Nobody really knows how much impact an individual has
on the outcome of an election. I can say from experience as a candidate that a
number of electors will tell candidates something along the lines of ‘I don’t
usually vote for your party, but I’m going to vote for you’. I can also say
from experience as a canvasser on behalf of other candidates that a similar
number of electors will tell canvassers something along the lines of ‘I usually
vote for your party, but I won’t vote for X’. Whether they net down to zero is
an unanswered – and unanswerable – question, but the overall effect is that
most candidates (guilty as charged!) end up believing that their own
personality and ability is having a greater effect than it actually is. What we
simply can’t do is run the same election twice and see what the impact of
different candidates might be. Martin Shipton, on Nation.Cymru, wrote a
timely reminder last week about the dangers of believing in political Messiahs.

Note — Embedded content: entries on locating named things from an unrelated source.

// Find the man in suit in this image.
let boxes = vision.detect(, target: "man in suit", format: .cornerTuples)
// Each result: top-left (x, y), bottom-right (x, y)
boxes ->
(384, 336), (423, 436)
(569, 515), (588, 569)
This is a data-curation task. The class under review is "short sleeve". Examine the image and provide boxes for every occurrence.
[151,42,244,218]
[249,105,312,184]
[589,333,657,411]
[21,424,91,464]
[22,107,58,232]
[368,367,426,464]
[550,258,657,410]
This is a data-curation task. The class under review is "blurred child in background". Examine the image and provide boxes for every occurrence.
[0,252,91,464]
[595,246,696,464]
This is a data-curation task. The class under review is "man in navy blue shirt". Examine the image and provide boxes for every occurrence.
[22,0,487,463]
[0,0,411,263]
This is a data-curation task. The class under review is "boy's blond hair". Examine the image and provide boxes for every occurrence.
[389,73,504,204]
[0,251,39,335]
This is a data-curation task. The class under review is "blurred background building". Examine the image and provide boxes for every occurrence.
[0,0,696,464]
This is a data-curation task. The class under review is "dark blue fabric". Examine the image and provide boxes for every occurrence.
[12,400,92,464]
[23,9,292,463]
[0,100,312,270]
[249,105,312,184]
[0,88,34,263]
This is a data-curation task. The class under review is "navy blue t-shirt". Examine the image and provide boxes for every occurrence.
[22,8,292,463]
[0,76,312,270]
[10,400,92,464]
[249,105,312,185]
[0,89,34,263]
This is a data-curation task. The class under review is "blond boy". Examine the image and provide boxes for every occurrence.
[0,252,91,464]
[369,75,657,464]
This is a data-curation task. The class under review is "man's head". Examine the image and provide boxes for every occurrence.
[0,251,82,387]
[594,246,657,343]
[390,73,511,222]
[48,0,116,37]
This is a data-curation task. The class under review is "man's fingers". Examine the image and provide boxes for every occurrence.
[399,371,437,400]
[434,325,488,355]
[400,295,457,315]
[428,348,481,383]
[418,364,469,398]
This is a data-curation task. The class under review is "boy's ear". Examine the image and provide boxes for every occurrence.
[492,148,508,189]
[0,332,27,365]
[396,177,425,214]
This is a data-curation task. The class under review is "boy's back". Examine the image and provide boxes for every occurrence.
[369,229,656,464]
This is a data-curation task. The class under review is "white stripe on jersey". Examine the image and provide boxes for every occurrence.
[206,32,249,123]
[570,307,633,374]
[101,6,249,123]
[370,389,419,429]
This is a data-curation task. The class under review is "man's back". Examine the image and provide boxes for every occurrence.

It’s clear that Andy Burnham, to say nothing of his
friends and supporters, believes that he is uniquely placed to win the pending
by-election in Manchester – or would be, if he were allowed to stand. Those
same friends and allies are now warning of the dire consequences of blocking
his candidature, claiming that the seat will be lost to Labour as a result.
There is a danger, for Labour, of it becoming a self-fulfilling prophecy, which
will leave Burnham and pals on the sidelines declaring that it all could have
been so different if only he’d been allowed to stand. He might well have lost
anyway, of course; which outcome we choose to believe depends on the extent to
which we believe that the personality and profile of candidates makes a net
difference in one direction or the other. In blocking the candidature of one
individual, Sir Starmer and his allies might well have blocked one potential
source of challenge at the expense of making a challenge from another direction
even more probable. It was a gamble either way.
For those of us not party to the drama, intrigue, and
machinations of the Labour Party at its worst, the bigger question is about
policy rather than personality. Clearly, Burnham is a more effective
communicator than Starmer, although most would probably agree that that is not
a particularly high bar. But how different is he really in terms of a policy
agenda? Not as much as the spin suggests, would be my assessment. That is the
real problem for Labour – they’re so committed to their self-imposed fiscal
rules that a minor tweak to those rules would make little real difference; they need to do more than tell the story a bit better. Those who are arguing
that the answer is a change of leader are asking the wrong question.